The Finance Ministry on Tuesday unveiled an ambitious plan to revamp Japan’s banking-inspection system, a reform effort triggered by U.S. protests over Japan’s handling of Daiwa Bank’s $1.1 billion bond-trading loss.
The plan aims to transform Japan’s banking-regulatory system from one based on informal “guidance” from regulators to one based on clearly defined rules and more dependent on outside inspections.
Under the old system, the Finance Ministry has depended on banks to report problems to the agency, rather than initiate investigations itself. The Finance Ministry has 420 inspectors, compared with about 8,000 in the United States. While the Finance Ministry plans to add 66 inspectors, the new system will require financial institutions to make greater use of outside auditors.
The new system would set up three levels of inspection for banks’ inhouse reviews with specific guidelines for evaluating the quality of assets, the adequacy of internal controls, and the adequacy of risk management for market-related businesses such as derivatives. The Finance Ministry plans to use external audits to review these in-house assessments by financial institutions.
If banks cannot meet the established criteria, corrective actions will be taken to try to remedy the problem, said Sei Nakai, deputy director-general of the Finance Ministry’s banking bureau. Those actions might include ordering a bank to stop payment of bonuses to employees, to forgo a dividend payment or to close an unprofitable branch, said Nakai.

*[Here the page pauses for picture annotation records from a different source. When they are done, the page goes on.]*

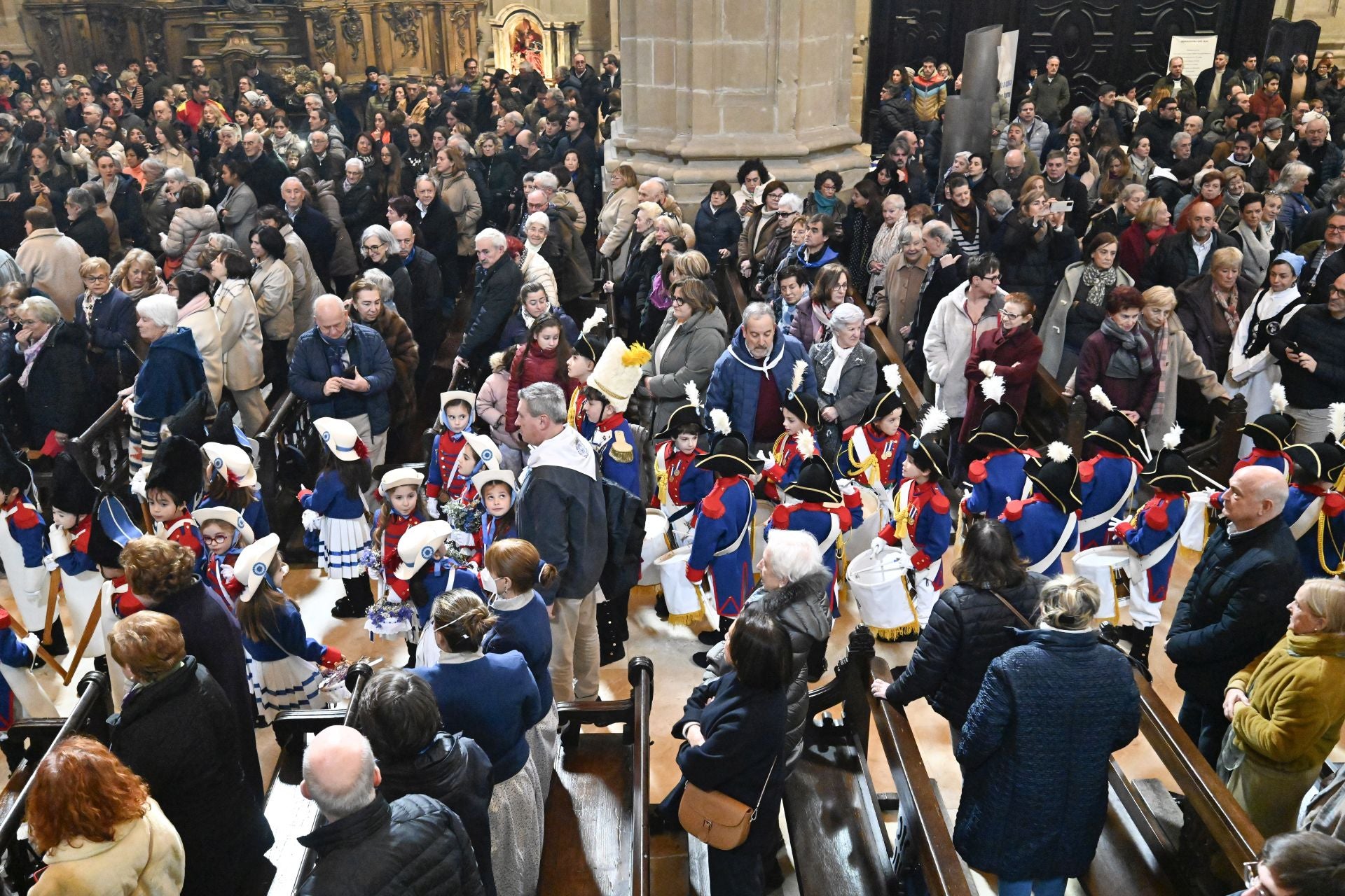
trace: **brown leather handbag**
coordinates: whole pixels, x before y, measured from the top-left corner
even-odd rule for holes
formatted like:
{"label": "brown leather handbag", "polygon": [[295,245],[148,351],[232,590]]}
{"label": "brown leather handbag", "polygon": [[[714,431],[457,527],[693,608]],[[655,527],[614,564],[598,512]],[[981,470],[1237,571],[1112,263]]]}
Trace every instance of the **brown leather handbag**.
{"label": "brown leather handbag", "polygon": [[[779,759],[779,758],[776,758]],[[682,787],[682,803],[677,819],[686,833],[713,849],[737,849],[746,842],[752,822],[765,798],[765,789],[775,774],[776,759],[771,760],[771,771],[765,772],[765,783],[757,795],[757,805],[748,806],[717,790],[701,790],[690,780]]]}

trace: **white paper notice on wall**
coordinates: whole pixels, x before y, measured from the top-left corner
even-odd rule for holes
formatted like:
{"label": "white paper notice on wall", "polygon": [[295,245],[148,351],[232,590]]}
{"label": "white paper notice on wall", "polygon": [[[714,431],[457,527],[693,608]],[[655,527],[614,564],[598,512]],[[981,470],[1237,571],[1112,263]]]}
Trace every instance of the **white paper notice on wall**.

Banks will be required to adopt appropriate vacation policies, to provide for more checks and balances. Toshihide Iguchi, the senior bond trader responsible for the $1.1 billion loss, was able to cover up his losses because he never took a long vacation. Nakai said the length of vacation requirements had not been worked out yet, and said the ministry was evaluating vacation policies in other countries.
Banks also will be required to develop more sophisticated and detailed risk-management policies, including guidelines for measuring risks, and procedures for handling problems.